There was a combined sense of shock and grudging admiration that once again the young royals had managed to keep their plans entirely secret, with the first news that William and Kate were indeed on holiday - again - coming not from a leak, but from a local newspaper which observed them arriving in Male.
irritatingly for the royal press team, the news completely overshadowed Prince Harry's launch of the Invictus Games, a paralympic-style event for wounded servicemen.
William and Kate's vacation habits are already something of a sore point in still-struggling Britain, with their frequent trips to foreign destinations doing little to soothe occasional Republican tendencies among the masses.
However on this trip, the tin-ear when it concerns travel plans is more evident than usual after confirmation last night that the almost unbelievable reports in the local newspapers, that William and Kate were not accompanied by Baby George - turned out to be true.
Heightened security at the Middleton family home in Berkshire tipped reporters off to the fact that George was staying home with his grandparents - and the new nanny, whose existence was only admitted by the palace on Sunday night, when details of the forthcoming three-week tour to Australia were announced.
People are, quite frankly, astonished. These days, it is simply not the done thing to to leave your kids alone for a week at eight months of age while you zoom off to a long-haul destination on the other side of the world. It may well be jealousy, but the baby-free holiday is playing badly for William and Kate thus far.
Plus, Kate and William could hardly have picked a worse time for their luxury vacation to a resort in Noonu atoll. Kate went to Mustique at the end of January for a ten day vacay with her family, when baby George was photographed as she changed planes.

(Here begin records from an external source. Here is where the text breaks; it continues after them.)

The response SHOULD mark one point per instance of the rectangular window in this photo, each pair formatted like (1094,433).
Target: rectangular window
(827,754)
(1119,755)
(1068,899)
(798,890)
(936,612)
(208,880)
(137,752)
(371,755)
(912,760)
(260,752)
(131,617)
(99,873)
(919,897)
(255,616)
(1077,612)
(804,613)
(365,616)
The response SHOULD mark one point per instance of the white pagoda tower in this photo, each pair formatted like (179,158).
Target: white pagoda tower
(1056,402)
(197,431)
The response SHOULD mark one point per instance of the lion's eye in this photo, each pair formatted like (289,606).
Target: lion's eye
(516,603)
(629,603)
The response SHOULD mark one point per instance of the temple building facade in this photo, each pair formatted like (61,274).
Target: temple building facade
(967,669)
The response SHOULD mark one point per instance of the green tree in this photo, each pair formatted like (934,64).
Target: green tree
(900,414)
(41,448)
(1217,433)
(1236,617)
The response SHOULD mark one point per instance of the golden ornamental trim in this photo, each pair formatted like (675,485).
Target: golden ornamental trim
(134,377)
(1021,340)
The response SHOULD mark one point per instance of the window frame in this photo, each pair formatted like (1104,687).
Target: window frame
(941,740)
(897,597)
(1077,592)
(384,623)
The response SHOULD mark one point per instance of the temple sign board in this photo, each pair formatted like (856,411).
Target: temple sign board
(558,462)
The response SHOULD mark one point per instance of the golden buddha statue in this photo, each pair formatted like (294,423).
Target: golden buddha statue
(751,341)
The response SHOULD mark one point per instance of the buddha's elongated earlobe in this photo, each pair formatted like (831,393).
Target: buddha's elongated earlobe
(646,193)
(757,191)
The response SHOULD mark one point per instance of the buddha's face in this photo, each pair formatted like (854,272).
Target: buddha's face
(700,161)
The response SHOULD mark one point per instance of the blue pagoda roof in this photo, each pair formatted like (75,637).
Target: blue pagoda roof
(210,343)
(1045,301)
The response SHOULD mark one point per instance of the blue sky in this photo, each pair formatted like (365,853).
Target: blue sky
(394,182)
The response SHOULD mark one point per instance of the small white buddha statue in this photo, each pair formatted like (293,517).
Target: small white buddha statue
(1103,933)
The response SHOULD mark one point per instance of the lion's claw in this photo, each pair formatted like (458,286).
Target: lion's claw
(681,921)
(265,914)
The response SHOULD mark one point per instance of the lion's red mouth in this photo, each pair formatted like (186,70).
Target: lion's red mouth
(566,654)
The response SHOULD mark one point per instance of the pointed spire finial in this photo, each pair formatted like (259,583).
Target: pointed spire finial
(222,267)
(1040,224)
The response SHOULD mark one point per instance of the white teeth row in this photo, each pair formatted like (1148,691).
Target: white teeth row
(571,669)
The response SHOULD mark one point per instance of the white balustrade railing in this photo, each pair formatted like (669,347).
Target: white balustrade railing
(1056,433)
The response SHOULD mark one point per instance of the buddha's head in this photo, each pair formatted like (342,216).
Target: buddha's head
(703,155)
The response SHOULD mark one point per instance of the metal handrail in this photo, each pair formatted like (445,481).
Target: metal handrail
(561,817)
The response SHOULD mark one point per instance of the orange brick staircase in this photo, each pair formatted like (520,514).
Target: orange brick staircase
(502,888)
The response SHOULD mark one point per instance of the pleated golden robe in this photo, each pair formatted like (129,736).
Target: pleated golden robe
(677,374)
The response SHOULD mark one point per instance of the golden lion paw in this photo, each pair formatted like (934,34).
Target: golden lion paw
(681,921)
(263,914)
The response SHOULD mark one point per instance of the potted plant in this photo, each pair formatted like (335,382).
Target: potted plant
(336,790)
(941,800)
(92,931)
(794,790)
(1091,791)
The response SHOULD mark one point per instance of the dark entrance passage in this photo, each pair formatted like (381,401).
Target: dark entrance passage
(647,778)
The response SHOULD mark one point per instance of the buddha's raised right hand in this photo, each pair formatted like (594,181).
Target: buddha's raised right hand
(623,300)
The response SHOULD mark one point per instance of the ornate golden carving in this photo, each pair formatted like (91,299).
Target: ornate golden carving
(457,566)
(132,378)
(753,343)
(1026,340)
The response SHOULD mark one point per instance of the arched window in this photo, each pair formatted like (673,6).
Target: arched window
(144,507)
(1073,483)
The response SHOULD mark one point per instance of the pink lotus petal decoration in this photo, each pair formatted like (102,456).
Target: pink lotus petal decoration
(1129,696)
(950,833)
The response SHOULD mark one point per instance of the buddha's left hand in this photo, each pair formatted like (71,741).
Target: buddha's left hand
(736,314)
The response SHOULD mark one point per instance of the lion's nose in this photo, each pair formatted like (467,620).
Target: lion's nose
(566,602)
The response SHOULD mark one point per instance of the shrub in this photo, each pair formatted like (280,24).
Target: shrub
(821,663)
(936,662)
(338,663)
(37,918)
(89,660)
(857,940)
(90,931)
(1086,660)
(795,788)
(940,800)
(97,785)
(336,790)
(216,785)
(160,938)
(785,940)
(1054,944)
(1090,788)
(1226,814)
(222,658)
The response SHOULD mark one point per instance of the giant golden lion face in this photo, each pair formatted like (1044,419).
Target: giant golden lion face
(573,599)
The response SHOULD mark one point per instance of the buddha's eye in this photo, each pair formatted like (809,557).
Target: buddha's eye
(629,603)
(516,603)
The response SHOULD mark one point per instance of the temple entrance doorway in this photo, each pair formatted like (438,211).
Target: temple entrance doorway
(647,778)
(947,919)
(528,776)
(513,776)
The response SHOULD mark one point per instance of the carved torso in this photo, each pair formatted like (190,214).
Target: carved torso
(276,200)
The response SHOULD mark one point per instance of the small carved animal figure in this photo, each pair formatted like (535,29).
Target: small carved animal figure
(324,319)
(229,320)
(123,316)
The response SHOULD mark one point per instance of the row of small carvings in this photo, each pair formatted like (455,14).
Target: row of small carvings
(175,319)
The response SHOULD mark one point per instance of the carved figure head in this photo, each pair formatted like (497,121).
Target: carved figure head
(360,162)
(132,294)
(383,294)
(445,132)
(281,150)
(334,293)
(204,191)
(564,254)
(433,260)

William went on a controversial shooting holiday in Spain recently, but, more damagingly, he is also supposed to be on a ten-week course at Cambridge University.
The prince enrolled on the ten-week course in agricultural management on January 7, which should have seen him there until the end of this month.At the time Kensington Palace briefed strongly that this should not be regarded as some light-weight commitment; he would have around 20 hours a week of timetabled lectures, seminars and meetings and he was also expected to study in his own time and undertake field trips. It would be hard work, the subtext ran.
And yet now, it appears, that it is the kind of hard work that can be done from a luxury 45-bedroom hotel, the five star Cheval Blanc Randheli Hotel on Noonu Atoll, which has been completely booked out for their stay to ensure the couple complete privacy, and no repeat of the annoying beach photographs that marred their last trip together to Mustique.
In a few weeks time the royals will embark on three-week tour of Australia and New Zealand.
This wil be hard work, their aides are already spinning. But many in the UK will not see it that way. They have already concluded that it's more a case of nice work, if you can get it.